It's the end of the world as they report it: New York Times listens to echo-chamber voices

Good morning, journalism class. Today's topic is the question of the voice in writing, specifically news writing.

No, we're not talking about active voice versus passive voice, Rather, let's look at the voices -- the "subject matter experts" as the phrasing goes -- selected by a reporter and a media outlet to speak to a given item.

For this question, we can thank The New York Times and their recent feature titled, "Apocalyptic Thoughts Amid Nature’s Chaos?

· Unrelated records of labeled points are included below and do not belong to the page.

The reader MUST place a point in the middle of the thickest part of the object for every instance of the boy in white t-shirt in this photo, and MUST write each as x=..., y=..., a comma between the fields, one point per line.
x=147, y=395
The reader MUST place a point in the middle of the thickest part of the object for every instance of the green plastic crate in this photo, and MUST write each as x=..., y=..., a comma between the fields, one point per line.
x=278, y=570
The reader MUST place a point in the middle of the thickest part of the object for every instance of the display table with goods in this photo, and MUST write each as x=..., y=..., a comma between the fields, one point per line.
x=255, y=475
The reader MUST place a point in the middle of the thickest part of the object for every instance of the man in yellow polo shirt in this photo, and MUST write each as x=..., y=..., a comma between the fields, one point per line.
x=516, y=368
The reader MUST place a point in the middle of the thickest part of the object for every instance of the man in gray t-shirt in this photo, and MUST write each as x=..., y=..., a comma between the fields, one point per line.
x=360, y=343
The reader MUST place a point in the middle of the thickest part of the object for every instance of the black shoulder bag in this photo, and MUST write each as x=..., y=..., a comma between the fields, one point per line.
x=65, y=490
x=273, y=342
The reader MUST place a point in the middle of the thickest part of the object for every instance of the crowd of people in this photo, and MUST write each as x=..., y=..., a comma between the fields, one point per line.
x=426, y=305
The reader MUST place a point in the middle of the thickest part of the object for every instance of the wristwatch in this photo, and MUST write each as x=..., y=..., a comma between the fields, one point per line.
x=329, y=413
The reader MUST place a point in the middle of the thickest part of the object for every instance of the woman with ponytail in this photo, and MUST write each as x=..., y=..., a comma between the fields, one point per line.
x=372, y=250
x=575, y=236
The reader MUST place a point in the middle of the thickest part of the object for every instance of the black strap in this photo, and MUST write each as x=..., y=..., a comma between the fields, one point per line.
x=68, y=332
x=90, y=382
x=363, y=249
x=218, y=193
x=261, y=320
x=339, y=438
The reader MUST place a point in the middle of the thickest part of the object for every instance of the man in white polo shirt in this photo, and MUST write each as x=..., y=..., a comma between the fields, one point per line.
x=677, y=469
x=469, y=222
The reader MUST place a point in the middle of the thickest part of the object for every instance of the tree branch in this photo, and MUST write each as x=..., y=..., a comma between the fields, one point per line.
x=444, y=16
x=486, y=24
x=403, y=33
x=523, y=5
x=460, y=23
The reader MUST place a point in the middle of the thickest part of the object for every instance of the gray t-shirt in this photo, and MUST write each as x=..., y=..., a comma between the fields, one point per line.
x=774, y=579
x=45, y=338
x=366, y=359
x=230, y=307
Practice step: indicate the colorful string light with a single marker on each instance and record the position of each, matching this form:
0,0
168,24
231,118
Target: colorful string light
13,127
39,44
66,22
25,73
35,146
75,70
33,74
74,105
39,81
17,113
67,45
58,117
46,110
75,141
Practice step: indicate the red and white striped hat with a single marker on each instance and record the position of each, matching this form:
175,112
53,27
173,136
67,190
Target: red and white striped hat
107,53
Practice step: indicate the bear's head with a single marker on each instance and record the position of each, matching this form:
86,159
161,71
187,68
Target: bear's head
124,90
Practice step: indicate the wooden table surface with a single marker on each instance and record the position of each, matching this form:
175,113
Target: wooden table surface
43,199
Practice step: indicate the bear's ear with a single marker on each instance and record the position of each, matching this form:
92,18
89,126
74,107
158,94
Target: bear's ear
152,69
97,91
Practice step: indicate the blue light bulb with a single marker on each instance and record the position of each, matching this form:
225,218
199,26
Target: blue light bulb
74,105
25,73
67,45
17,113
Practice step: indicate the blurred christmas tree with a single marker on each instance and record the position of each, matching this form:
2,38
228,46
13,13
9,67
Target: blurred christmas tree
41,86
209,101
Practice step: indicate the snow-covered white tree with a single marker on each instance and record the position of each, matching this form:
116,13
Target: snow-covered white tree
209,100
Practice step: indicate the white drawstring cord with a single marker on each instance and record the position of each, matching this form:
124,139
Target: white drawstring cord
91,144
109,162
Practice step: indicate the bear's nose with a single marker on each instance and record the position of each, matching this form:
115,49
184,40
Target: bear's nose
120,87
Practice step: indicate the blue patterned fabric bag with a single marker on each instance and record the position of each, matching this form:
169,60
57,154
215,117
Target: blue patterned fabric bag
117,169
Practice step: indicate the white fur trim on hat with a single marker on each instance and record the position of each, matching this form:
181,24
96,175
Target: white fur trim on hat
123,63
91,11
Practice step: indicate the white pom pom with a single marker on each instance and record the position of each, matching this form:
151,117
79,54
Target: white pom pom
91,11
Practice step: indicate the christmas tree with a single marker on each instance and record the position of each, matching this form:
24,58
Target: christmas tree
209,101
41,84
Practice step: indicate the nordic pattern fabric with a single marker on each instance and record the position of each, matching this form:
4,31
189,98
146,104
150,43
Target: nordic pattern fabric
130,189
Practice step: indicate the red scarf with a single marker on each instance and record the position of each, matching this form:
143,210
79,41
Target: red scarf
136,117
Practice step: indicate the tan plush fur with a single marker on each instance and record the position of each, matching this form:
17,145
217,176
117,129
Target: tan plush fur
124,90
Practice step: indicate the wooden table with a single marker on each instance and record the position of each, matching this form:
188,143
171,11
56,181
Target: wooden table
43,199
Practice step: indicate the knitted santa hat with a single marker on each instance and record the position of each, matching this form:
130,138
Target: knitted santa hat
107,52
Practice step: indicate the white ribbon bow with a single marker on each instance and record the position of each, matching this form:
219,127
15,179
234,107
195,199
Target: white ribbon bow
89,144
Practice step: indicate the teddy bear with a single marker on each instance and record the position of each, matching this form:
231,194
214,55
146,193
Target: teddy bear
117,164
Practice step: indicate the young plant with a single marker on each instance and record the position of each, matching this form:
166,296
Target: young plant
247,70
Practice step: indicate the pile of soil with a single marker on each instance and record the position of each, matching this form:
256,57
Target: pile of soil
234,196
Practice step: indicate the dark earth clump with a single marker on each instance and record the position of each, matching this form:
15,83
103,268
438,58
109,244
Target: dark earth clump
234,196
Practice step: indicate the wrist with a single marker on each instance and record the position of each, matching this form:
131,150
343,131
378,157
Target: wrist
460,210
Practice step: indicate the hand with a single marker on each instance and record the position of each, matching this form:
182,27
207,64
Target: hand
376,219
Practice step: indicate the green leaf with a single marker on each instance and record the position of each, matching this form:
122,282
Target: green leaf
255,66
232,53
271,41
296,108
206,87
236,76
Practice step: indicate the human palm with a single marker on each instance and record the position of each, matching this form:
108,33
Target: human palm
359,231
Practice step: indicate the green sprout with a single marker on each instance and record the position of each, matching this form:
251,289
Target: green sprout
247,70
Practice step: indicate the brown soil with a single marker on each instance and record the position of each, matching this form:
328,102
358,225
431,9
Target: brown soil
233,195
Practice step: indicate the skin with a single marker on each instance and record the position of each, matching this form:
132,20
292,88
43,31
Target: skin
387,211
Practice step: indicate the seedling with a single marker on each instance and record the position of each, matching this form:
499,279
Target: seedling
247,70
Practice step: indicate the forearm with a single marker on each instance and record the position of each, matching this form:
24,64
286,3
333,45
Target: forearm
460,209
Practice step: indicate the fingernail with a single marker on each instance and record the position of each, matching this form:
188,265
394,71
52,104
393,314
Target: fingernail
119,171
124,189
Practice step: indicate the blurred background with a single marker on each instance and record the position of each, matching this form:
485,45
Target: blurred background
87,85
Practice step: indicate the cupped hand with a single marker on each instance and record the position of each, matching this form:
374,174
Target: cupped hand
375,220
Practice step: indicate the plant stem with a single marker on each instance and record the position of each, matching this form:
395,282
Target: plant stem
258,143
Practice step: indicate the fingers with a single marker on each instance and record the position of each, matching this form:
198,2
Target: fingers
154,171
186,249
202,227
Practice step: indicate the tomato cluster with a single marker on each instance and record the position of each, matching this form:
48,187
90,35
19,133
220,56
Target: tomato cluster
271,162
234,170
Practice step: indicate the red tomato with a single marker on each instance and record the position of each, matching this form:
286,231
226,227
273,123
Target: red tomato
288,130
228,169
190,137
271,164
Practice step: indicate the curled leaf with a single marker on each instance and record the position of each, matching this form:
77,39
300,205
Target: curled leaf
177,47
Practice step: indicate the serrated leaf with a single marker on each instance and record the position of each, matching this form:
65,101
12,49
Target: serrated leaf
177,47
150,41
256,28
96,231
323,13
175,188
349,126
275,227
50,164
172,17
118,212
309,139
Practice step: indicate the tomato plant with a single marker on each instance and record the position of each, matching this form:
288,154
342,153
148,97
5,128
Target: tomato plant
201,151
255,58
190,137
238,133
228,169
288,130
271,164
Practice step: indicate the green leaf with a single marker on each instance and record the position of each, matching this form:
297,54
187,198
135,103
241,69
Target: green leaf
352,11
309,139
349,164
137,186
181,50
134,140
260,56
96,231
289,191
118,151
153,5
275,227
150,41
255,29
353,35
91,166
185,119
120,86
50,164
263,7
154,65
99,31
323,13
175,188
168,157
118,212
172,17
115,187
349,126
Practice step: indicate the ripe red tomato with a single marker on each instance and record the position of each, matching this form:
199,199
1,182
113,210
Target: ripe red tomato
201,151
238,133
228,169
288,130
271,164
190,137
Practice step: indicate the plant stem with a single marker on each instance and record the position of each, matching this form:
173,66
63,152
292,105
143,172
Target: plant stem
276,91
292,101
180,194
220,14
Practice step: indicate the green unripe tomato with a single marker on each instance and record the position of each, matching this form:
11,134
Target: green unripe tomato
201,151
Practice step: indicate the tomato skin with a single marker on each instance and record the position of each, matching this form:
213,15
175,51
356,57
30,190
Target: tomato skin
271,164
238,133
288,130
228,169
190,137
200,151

You Could Be Forgiven." While the subject itself is interesting, it was the voices heard in the story -- as well as those not heard -- that caught my attention.

Here we go:

Vicious hurricanes all in a row, one having swamped Houston and another about to buzz through Florida after ripping up the Caribbean.

Wildfires bursting out all over the West after a season of scorching hot temperatures and years of dryness.

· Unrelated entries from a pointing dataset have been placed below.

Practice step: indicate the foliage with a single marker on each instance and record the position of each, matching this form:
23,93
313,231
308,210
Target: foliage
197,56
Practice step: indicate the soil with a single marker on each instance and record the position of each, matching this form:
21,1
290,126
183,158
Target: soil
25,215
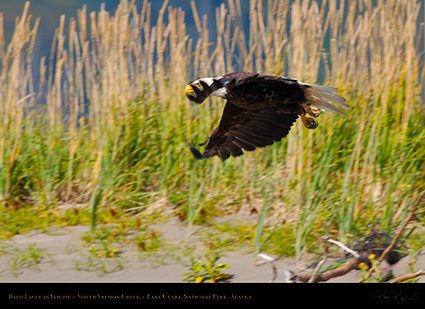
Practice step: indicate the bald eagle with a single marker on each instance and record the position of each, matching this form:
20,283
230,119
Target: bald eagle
260,110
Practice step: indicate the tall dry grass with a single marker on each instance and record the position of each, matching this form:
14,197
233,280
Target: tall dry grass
114,126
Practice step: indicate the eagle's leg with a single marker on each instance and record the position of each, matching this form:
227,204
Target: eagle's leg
308,122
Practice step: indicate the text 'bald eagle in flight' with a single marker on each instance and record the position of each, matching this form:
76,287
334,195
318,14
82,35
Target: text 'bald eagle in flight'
260,109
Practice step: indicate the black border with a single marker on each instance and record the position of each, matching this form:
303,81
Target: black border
240,294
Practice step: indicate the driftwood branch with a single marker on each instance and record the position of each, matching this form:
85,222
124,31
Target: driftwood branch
333,273
397,237
327,275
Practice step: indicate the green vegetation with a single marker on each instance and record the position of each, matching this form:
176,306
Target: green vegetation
108,125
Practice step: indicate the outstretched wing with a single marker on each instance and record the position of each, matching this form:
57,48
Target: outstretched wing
246,129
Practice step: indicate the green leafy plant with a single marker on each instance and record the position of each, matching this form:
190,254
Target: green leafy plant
206,270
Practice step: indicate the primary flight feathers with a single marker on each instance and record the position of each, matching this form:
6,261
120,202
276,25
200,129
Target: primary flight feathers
260,109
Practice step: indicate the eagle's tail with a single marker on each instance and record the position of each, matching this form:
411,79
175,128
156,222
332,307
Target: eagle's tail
319,96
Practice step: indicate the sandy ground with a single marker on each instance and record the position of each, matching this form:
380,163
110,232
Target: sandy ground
67,260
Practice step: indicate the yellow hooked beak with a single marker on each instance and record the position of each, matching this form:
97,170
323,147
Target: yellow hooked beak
188,90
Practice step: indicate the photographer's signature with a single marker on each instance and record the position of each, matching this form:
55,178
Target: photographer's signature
397,296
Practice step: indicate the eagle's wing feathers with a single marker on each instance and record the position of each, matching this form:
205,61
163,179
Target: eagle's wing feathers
247,129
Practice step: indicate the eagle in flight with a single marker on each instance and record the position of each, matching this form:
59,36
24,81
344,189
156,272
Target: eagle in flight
260,110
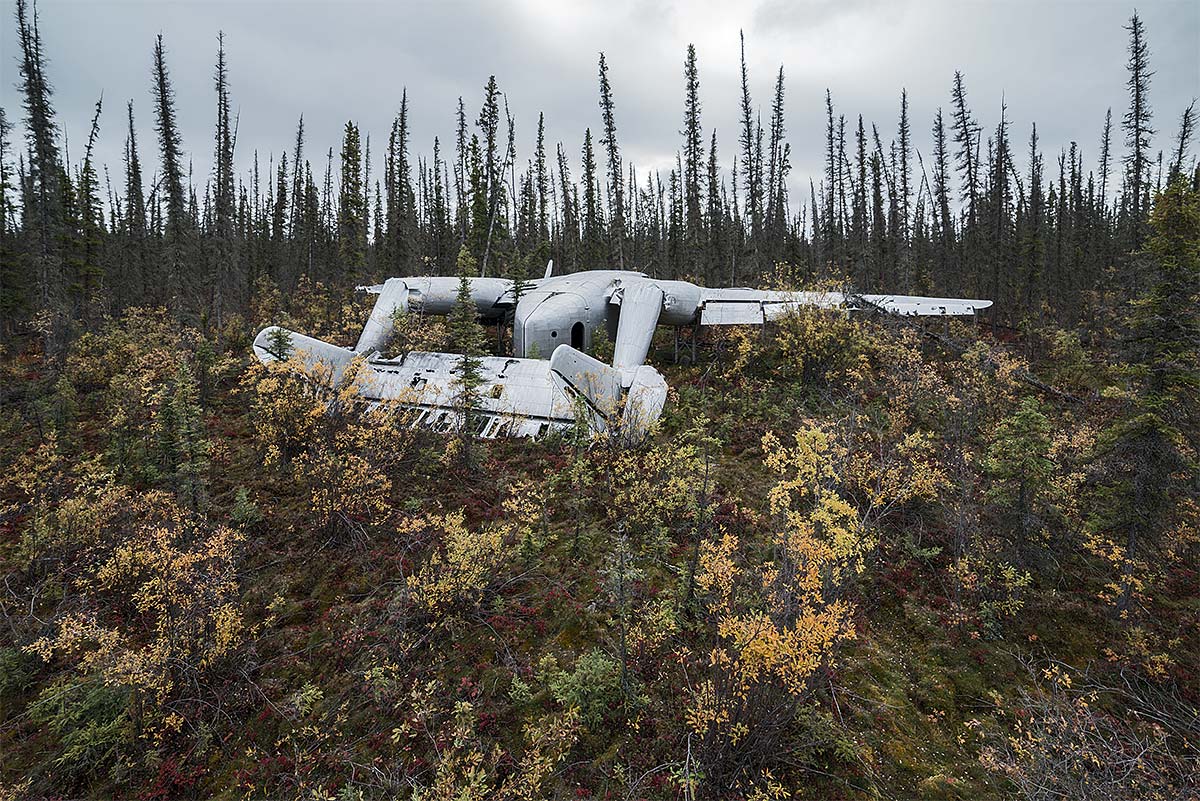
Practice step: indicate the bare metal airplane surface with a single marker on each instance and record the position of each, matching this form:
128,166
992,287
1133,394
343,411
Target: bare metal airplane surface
550,380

And late Thursday night, off the coast of Mexico, a monster of an earthquake.

You could be forgiven for thinking apocalyptic thoughts, like the science fiction writer John Scalzi who, surveying the charred and flooded and shaken landscape, declared that this “sure as hell feels like the End Times are getting in a few dress rehearsals right about now.”

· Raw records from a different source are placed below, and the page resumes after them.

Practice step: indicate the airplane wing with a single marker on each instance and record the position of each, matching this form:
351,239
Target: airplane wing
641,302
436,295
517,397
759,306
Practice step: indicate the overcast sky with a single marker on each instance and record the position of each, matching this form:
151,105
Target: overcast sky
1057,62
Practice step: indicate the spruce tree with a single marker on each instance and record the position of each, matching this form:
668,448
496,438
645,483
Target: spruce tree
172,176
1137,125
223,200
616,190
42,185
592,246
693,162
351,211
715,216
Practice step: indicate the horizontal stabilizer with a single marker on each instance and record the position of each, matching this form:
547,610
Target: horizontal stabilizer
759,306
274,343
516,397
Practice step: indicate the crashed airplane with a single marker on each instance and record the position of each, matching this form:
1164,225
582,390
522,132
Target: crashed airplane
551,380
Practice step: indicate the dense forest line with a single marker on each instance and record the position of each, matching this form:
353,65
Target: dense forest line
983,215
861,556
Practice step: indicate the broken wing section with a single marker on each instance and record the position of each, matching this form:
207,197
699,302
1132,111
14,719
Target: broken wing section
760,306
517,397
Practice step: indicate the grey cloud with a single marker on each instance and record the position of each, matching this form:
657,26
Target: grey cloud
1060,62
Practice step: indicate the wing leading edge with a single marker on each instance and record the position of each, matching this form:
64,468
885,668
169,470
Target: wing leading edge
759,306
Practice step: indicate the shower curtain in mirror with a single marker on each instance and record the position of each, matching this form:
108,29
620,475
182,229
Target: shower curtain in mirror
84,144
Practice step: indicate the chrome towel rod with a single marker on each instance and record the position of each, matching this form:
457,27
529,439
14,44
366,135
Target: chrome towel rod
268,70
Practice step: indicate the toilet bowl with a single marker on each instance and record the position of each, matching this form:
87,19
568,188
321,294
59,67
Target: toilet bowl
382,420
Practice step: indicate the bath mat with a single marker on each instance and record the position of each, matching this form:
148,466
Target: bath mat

We go on to a survey -- written and published before now-Tropical Storm Irma made its first U.S. landfall as Hurricane Irma -- the thoughts of several experts about the relationship, if any, between environmental disasters and the End of All Things.

Looking over the Times piece, I found an interesting collection of voices therein:

“For so many years, talking about the weather was talking about nothing,” said Terry Tempest Williams, the author and naturalist who is currently a writer in residence at Harvard Divinity School. “Now it really is our survival.”

But how we talk about it is reflective of our worldview – and has been for a long time, said Christiana Zenner Peppard, an associate professor of theology, science and ethics at Fordham University.

“With unexpected cataclysmic weather events, people across time and space have always looked for explanations,” she said.

Temptest Williams is a "writer and activist," the Harvard Divinity School noted, who believes "our greatest transformation as a species will be spiritual."

At Fordham, a Jesuit school in New York City, Zenner Peppard's "research engages religious ecological ethics at the intersection of Catholic social teaching, ecological anthropology, natural law theory and developments in the earth sciences," that school said.

We also hear from two non-Christian scholars: 

Richard Hecht, a professor of religious studies at the University of California, Santa Barbara, said that many believers could indeed see this chaotic summer as a sign of the end of times.

“End of times fantasies have been a central part of American religiosity since the beginning, so it shouldn’t be any surprise” if many people sense its approach, Dr. Hecht said. ...

Ahmed Ragab, a professor of science and religion at Harvard, argues that there is a good reason some people see doom in what’s going on: The pileup of disasters is affecting people. ... “Natural disasters do not happen in a vacuum,” he added. “The reason we are hearing about them is they are affecting humans, and the structures that we are actually building.”

It should come as little surprise to regular readers of this blog that reporters have their routines, their Rolodexes® of sources, even if such files are now digital, rather than on little cards on a wheel.

But stop and think about the principal voices of authority in this story. None have any background in pastoral ministry, certainly not in a congregational setting inclined towards a prophetic emphasis in preaching. (Think Southern Baptist, non-denominational, Pentecostal, Seventh-day Adventist, etc.) How many preachers last Sunday (or Saturday, in the case of the Adventists) were preaching from the Bible in one hand while holding a newspaper in the other? #JustAsking

Instead, we're treated to a rather intellectual, and somewhat dismissive, "analysis" of what seem to be the fevered dreams of doomsday speculators. The bottom line: This all takes place without hearing from any of the speculators themselves (or even their own academics and thinkers).

We're told, condescendingly in my opinion, that speculating about the time of the end in relation to present circumstances is but a "fantasy." That's a charming way to describe central elements of the belief system of many Christians, isn't it?

Of course, the events of September 2017 are not the first ones to be linked to Bible prophecy. The Leonid meteor shower of 1833 was viewed by some as having special significance, most notably by Ellen G. White, a follower of early American preacher William Miller and later a pioneering co-founder of the Seventh-day Adventist movement. The Late Great Planet Earth, a 1970s era blockbuster by Hal Lindsey and C.C. Carlson, also cited natural phenomena as a signpost of the end times.

It would have been helpful to readers if the Times would have mentioned some historical parallels to today's headlines. It would have been even more helpful to get some voices of those who take a different view of eschatology than that put forth at the Harvard Divinity School. By the way: If reporters call several evangelical or Pentecostal scholars on these issues, they will hear a wide array of viewpoints. It's called "diversity."

Yes, again, all of this is a question of context. This Times piece offers a sliver of thinking about the apocalypse, but there's so much more that could have been said. A fully orbed picture would do a great service for readers, and the paper missed an opportunity here.